On Wednesday, we signed a contract to purchase the house. And then came Thursday, Dec. 13. While I was on a trip to Alabama settling estate issues related to my dad’s death, Lisa heard a physician diagnose the cause for her severe headaches: “You have a massive brain tumor.”
That night we contemplated the pending changes in job, house and college. The familiar words of David’s Psalm echoed in our minds. “The Lord is my shepherd…Even though I walk through the valley of the shadow of death, I will fear no evil for You are with me.” On all three questions we had the calm assurance that we should proceed. The next day we learned that Lisa’s prognosis was good and soon scheduled surgery for the following month.
At the Beltwide I presented two papers, representing work with UGA, and began learning my new role with Dow. While I was in Nashville at the Beltwide, my three sons and a host of friends initiated our move to the new house. Before we left for Emory University Hospital the next Wednesday, we had moved most of our stuff and put our old house up for sale.
On Thursday, Jan. 17, just before 8 a.m., I bid my wife goodbye as she was rolled into surgery. Shortly after noon, the doctor called to say the tumor was the size of a small grapefruit, but that it was successfully removed, and Lisa was doing very well. By 2 p.m., she was sitting up preaching to our pastor and sporting a frightening hairdo of shaved head and 38 staples. Oh yes, during the surgery I sold our old house; it was on the market less than 48 hours. Incredibly, we left the hospital two days after the operation.
My wife has recovered remarkably. Her energy and stamina are much improved and there has been no recurrence of the tumor. Other than the memory loss associated with being 40-something, she is normal.
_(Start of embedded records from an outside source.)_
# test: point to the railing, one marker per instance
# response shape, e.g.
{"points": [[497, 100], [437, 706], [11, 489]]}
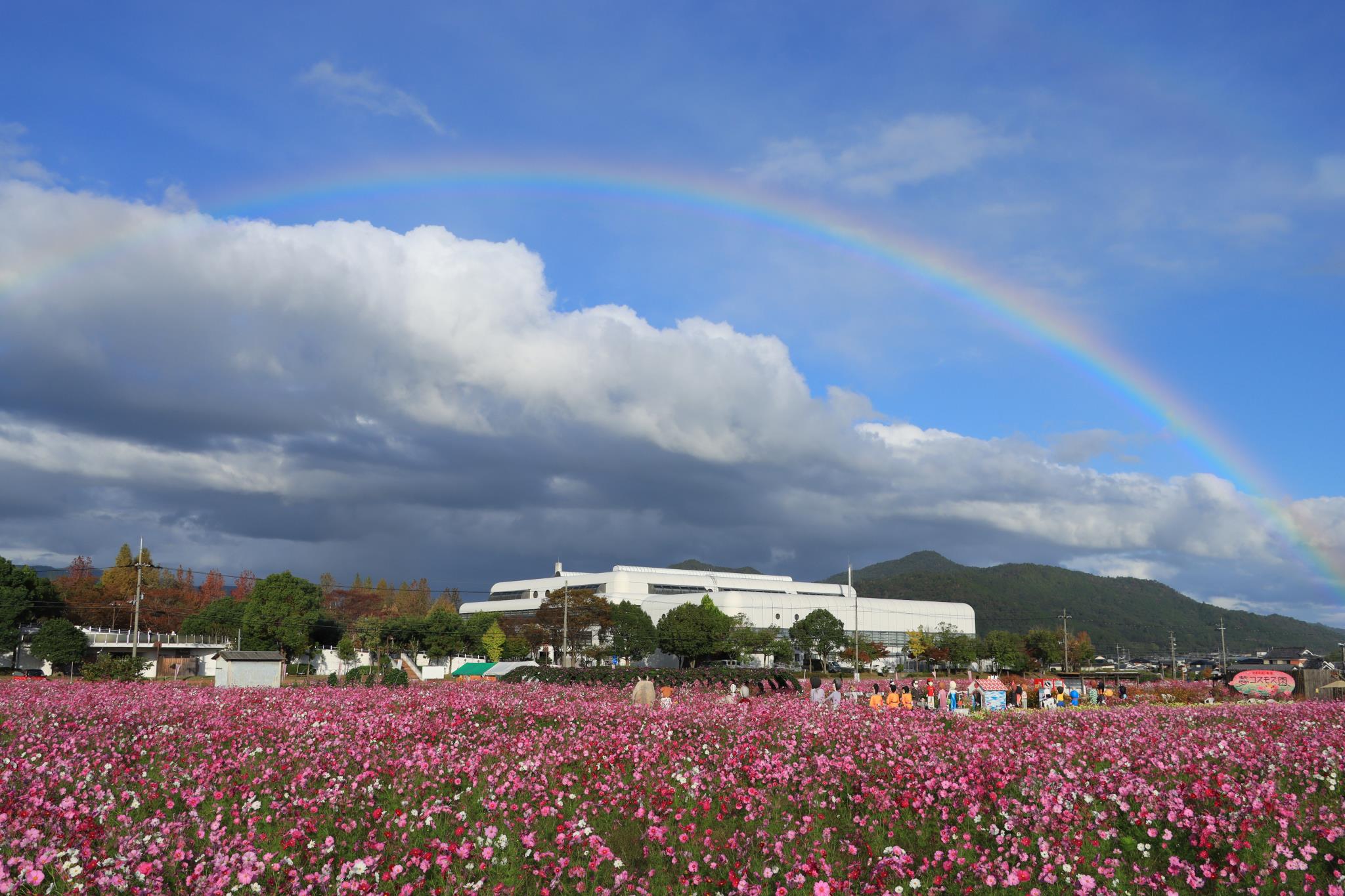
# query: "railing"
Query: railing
{"points": [[100, 637]]}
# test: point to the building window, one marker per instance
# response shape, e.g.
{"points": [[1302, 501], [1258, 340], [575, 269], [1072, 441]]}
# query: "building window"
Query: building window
{"points": [[678, 589]]}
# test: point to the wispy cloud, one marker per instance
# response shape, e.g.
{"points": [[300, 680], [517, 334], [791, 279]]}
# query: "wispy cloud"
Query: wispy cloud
{"points": [[366, 91], [908, 151], [15, 160]]}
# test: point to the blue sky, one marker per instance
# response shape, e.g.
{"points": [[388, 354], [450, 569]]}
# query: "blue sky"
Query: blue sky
{"points": [[1172, 178]]}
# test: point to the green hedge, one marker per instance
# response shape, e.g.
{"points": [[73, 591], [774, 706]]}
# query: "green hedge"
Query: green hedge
{"points": [[627, 676]]}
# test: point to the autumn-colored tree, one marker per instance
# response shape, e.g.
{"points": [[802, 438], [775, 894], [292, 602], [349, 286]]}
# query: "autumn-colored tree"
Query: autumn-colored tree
{"points": [[213, 587], [870, 651], [85, 602], [119, 581], [919, 644], [412, 601], [1080, 651], [586, 612]]}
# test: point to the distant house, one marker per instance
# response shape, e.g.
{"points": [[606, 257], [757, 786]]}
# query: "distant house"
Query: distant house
{"points": [[249, 668], [1292, 657]]}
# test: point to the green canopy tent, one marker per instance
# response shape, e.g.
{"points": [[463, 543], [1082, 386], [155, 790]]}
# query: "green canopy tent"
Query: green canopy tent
{"points": [[472, 670]]}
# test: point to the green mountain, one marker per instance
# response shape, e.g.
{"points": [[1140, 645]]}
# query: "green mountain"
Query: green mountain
{"points": [[709, 567], [1137, 614]]}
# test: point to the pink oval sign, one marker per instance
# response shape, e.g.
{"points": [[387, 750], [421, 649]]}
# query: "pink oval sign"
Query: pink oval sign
{"points": [[1264, 683]]}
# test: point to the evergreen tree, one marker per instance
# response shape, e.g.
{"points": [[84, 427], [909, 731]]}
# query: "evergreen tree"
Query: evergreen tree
{"points": [[493, 641], [818, 634], [443, 634], [634, 634], [24, 597], [60, 643], [282, 613]]}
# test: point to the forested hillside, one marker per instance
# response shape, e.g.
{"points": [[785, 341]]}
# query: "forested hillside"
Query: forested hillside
{"points": [[1133, 613]]}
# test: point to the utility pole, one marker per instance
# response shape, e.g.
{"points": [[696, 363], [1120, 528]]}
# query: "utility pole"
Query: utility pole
{"points": [[565, 630], [1223, 649], [849, 581], [135, 622], [1064, 622]]}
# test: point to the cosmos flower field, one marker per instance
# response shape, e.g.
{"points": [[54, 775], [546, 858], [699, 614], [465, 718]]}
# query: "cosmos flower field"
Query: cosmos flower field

My older sons are both now settled in college. And our new house seems like home.
Amidst all this I embarked on a career on the “other side” of the fence. It is indeed stimulating to be part of a company with the will and resources to become a major player in U.S. cotton. Change is inevitable. It can be scary, shocking, painful, discouraging, invigorating, remarkably good and even life changing. We’re forever grateful to all who’ve helped us deal with those changes.